11am - 12 noon

Wednesday 13 September 2023

Vehicle state estimation for autonomous driving

PhD Viva Open Presentation by Nimet Kaygusuz.

All welcome!


back to all events

This event has passed


Robust perception of the environment around a vehicle through onboard sensors is a major hurdle in the quest to realise autonomous driving. To ensure safety, accurate and robust systems are required that can operate within any environment.

One of the most fundamental components of a moving agent is ego-motion estimation and Visual Odometry (VO) is a popular choice to achieve it. This is because cameras are a cost-effective solution and are often already installed on modern vehicles. Traditional approaches to VO have been studied for decades and typically work by detecting and matching hand-crafted features.

The main disadvantage of this is they are susceptible to failure in poor lighting and low-textured environments, where feature detection and matching tend to fail. In recent years, learning-based VO approaches have become popular and achieved competitive performance due to their ability to extract high-level representations without relying on hand-crafted features.

Despite encouraging results, there are several shortcomings that need to be addressed to deploy such motion estimation systems into real-life mobile agents. This thesis proposes novel architectures for learning-based VO and fusion techniques to address these drawbacks.

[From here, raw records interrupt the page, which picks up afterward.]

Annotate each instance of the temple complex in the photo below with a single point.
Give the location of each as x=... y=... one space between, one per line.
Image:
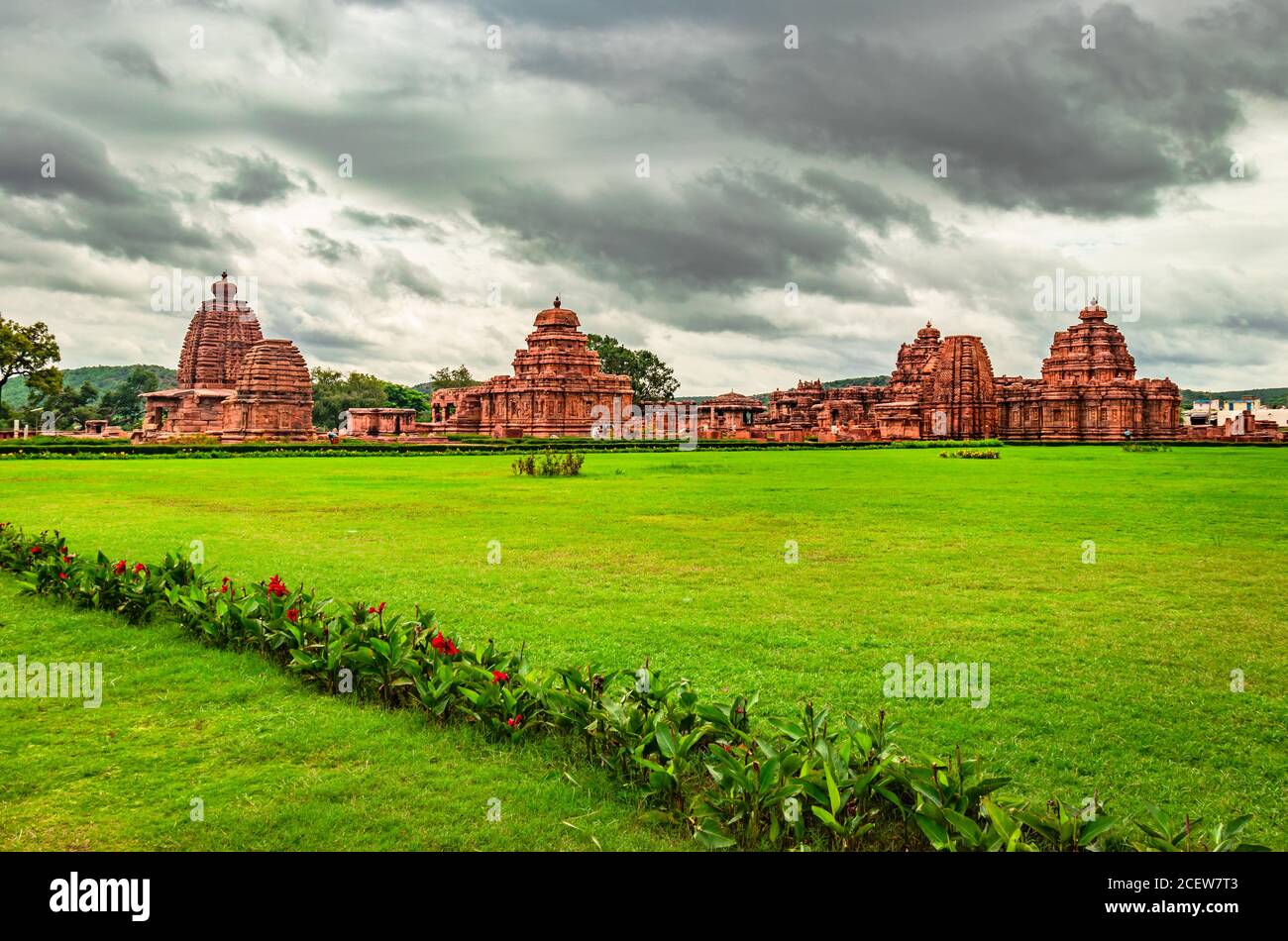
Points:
x=557 y=383
x=232 y=382
x=1089 y=391
x=725 y=416
x=944 y=387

Uncertainty of the estimated motion provides a measure of its credibility and is often crucial for systems that depend upon motion output, such as path planning, vehicle state estimation, sensor fusion etc. Unfortunately, estimating uncertainty for VO is especially challenging as modelling the environmental factors, such as lighting, occlusions and weather, is often not feasible.

In the first contribution of this thesis, we propose a robust VO model to estimate 6-DoF poses and uncertainties from video. A learning-based algorithm, MDN-VO, is built which utilises a CNN-RNN hybrid model to learn feature representations from image sequences. A Mixture Density Network (MDN) is then employed to regress the camera motion as a mixture of Gaussians. We then employ a multi-camera approach to provide robustness to individual estimation failures and propose two multi-camera fusion techniques.

Any fusion approach must have the ability to balance incoming signals based on their uncertainties. In the second contribution of this thesis, we introduce a naive fusion approach, MC-FUSION, which learns to fuse multi-view motion estimations considering their uncertainties. MC-FUSION outperforms single-camera estimations and the state of the art, validating the benefits of a multi-view VO approach.

The approach expects estimations to be synchronised which is problematic for real-world applications. This is because acquiring images from multiple cameras at the same time requires ‘gen locked’ or synchronised hardware. Also, sufficient bandwidth is required to capture and process those images simultaneously which in turn has cost implications. Therefore, it is advantageous that a fusion system has the ability to fuse asynchronous signals.

In the third contribution of this thesis, we introduce AFT-VO, a novel transformer-based deep fusion framework. Our framework combines predictions from asynchronous multi-view cameras and accounts for the time discrepancies of measurements coming from different sources. It can fuse signals from any number of sources and, more importantly, it does not require those sources to be synchronised or to be at the same frequency. 

We evaluate our model under severe driving scenarios, such as rain and night-time scenes, with promising results. However, the nature of VO is that small errors in the estimation of each frame accumulate over time which results in drift between estimated and real trajectories.

In the last contribution of this thesis, we employ a pose graph optimisation technique to reduce the VO drift. 

Unlike other approaches, we utilise multi-view cameras to detect loops which gather information from different views and provide a more robust loop detection pipeline. 

In this chapter, we also collect a large-scale multi-view dataset for the evaluation of VO and SLAM systems.

Finally, we conclude with thorough experiments demonstrating the drift in VO can be reduced via the optimisation pipeline.